A support magistrate in Manhattan’s Family Court acted outside the scope of her statutory authority by resolving “issues of contested paternity involving claims of equitable estoppel” and, as a result, the magistrate’s judgment that a man is the father of a child must be reversed, a state appeals court has ruled.

An Appellate Division, First Department, panel has decided that the man, referred to only as Travis S. in the opinion, is entitled to further proceedings regarding his apparent contesting of being the father of the child, for whom support is being sought.

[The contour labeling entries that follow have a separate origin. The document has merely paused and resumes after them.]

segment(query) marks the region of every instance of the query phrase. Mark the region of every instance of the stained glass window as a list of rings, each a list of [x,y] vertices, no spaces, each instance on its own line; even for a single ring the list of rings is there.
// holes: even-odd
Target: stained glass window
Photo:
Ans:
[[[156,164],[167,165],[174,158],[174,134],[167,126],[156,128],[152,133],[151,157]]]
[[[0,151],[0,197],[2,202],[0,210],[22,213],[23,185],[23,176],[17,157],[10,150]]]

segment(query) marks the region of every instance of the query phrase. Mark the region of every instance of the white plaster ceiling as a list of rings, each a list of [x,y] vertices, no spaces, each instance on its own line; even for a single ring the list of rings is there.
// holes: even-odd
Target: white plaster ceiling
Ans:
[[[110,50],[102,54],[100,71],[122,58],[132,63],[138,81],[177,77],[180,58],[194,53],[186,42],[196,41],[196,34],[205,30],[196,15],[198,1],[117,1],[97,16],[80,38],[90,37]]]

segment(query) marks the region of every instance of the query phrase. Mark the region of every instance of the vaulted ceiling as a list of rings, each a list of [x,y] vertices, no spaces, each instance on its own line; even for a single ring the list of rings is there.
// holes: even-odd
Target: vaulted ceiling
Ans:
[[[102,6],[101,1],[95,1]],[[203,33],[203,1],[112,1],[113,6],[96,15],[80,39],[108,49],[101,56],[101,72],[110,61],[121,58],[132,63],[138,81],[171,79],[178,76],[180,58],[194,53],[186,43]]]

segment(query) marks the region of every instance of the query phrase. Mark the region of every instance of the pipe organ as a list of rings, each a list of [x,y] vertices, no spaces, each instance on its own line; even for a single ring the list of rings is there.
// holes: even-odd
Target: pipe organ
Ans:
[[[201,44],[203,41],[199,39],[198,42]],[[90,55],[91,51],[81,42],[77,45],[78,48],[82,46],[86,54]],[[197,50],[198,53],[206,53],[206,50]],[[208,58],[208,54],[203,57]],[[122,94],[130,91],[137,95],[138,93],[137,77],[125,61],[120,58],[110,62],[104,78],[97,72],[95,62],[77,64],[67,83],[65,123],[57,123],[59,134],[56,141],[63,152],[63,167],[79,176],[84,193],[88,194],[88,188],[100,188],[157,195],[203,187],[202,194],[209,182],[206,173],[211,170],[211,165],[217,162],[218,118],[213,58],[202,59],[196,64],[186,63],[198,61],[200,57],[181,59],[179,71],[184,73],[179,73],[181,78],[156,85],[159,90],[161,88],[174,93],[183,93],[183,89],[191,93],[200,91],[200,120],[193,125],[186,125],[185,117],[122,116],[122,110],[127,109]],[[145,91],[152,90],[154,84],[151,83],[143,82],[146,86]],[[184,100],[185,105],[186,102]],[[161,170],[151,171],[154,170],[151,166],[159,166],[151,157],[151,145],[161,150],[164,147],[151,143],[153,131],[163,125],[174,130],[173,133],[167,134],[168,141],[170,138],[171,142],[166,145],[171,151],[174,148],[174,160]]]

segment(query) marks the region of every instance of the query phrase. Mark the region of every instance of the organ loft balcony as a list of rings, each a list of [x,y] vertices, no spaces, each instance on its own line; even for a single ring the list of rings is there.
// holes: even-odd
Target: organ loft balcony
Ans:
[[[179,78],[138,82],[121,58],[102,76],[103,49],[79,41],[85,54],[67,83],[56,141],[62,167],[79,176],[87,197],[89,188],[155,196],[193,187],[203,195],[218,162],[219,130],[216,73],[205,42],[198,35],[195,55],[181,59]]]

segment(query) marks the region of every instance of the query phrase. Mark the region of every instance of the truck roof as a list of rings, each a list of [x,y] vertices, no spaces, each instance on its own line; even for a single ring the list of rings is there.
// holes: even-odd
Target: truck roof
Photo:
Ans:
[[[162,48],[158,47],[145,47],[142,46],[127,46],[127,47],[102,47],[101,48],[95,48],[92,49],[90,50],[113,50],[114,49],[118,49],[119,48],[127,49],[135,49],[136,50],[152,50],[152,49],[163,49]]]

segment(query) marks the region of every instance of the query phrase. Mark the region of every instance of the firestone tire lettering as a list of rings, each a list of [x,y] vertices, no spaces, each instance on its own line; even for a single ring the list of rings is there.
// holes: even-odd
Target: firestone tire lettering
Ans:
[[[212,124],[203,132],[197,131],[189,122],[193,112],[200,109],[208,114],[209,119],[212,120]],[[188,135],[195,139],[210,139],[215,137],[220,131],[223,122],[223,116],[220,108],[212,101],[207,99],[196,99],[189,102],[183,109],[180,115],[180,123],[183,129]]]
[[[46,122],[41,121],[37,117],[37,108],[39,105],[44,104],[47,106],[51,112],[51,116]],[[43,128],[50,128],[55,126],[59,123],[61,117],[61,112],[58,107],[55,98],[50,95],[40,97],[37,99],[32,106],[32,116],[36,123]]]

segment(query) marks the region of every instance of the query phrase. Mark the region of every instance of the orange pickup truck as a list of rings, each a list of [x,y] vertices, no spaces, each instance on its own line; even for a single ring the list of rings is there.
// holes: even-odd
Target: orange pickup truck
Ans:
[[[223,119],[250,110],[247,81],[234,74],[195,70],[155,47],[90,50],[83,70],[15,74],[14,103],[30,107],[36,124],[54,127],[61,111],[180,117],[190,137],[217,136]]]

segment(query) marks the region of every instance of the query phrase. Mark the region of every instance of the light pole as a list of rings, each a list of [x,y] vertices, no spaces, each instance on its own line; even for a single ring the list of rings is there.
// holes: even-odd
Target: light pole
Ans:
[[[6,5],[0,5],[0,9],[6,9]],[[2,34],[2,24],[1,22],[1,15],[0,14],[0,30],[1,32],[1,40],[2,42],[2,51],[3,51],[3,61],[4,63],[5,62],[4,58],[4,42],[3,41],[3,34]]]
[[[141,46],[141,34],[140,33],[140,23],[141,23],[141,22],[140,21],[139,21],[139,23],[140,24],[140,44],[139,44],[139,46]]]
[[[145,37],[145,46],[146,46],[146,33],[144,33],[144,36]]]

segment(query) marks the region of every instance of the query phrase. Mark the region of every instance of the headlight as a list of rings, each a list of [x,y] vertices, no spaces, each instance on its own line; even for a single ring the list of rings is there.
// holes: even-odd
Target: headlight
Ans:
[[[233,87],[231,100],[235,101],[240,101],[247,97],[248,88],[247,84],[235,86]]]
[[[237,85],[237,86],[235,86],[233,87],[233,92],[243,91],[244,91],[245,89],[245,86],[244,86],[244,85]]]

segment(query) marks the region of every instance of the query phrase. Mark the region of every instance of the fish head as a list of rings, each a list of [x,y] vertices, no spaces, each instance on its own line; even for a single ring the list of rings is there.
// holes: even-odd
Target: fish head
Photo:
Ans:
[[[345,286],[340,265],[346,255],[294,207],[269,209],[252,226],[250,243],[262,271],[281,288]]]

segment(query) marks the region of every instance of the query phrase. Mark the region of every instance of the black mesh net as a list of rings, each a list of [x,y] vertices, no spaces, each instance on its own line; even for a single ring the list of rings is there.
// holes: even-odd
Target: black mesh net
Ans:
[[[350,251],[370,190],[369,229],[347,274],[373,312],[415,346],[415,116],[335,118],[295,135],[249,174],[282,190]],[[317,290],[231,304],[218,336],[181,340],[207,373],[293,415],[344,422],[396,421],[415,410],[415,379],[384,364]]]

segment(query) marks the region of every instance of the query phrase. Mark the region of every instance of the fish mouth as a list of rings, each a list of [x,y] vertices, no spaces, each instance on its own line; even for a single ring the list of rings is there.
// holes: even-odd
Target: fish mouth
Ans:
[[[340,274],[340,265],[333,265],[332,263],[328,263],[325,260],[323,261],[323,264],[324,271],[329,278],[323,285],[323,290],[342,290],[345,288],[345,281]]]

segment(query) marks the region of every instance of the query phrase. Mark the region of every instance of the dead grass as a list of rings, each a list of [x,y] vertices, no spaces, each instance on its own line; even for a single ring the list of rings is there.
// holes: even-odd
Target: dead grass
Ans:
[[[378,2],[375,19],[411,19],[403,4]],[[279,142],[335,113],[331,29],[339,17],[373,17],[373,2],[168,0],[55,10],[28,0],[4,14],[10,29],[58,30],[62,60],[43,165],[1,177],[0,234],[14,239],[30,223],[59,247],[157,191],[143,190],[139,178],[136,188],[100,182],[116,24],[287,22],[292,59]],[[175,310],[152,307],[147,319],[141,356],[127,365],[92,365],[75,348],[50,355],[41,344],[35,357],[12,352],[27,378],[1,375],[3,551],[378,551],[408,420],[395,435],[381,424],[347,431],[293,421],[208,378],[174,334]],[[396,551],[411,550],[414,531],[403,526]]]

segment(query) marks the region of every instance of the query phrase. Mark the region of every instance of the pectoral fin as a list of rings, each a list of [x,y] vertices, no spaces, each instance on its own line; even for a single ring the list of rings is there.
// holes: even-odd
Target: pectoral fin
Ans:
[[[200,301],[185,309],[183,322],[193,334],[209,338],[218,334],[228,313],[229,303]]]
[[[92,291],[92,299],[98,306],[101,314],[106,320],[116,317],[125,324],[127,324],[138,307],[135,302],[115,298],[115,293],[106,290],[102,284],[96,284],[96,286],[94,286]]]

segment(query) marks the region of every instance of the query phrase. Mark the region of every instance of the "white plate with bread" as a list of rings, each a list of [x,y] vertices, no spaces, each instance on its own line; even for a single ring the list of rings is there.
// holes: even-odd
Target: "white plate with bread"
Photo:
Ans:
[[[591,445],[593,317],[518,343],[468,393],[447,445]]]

The unanimous panel pointed to errors made by both Support Magistrate Linda Safron and an unnamed Family Court judge at appearances by Travis S. before them in 2017, during which he sought—at least at his first appearance—to have a DNA test ordered.

It now appears Travis S. will have further proceedings at which he can file a motion to vacate the default or re-calendar his case and then perhaps pursue again his DNA test request.

The panel, composed of Justices David Friedman, Rosalyn Richter, Ellen Gesmer, Cynthia Kern and Peter Moulton, wrote in its Jan. 3 opinion that the paternity order resolving “issues of contested paternity involving claims of equitable estoppel” raised by the child was outside of the scope of Safron’s authority as set out in Family Court Act Section 439 (a), (b).

In addition, the justices wrote, so were the Aug. 1, 2017, proceedings resulting in the order and Safron’s issuance of a determination, before Family Court had considered the estoppel issue, that Travis S. couldn’t obtain a DNA test.

Moreover, the panel said the record “shows that the Family Court judge who was to have heard [Travis S.’s] request for a DNA test and the estoppel issue on May 15, 2017, did not wait for [Travis S.] to join his attorney in the courtroom before denying [his] request.”

Then, when Travis S. soon appeared before Safron without his lawyer, she gave him “technical instructions for counsel about the procedure and substance of the motion to be filed to have the matter heard by a judge,” the panel pointed out.

“Given this, and because [Travis S.] appeared at the August 1, 2017 proceedings prepared to file his motion to vacate the default or re-calendar the case, this was not an ordinary default situation for purposes of CPLR 5511, even though his attorney stood mute at those proceedings,” the panel wrote, adding that Safron had “abused her discretion by denying [Travis S.’s] request to adjourn the proceedings where [he] needed the adjournment … to file the motion.”

Lewis Calderon, a lawyer for Travis S., could not be reached for comment. The city’s Law Department, which, according to the First Department decision, represented the petitioner in In re Caroline D. v. Travis S., did not respond to a request for comment.

Attorney Shirim Nothenberg, with the Lawyers for Children Inc., represented the child, and she declined to comment Thursday.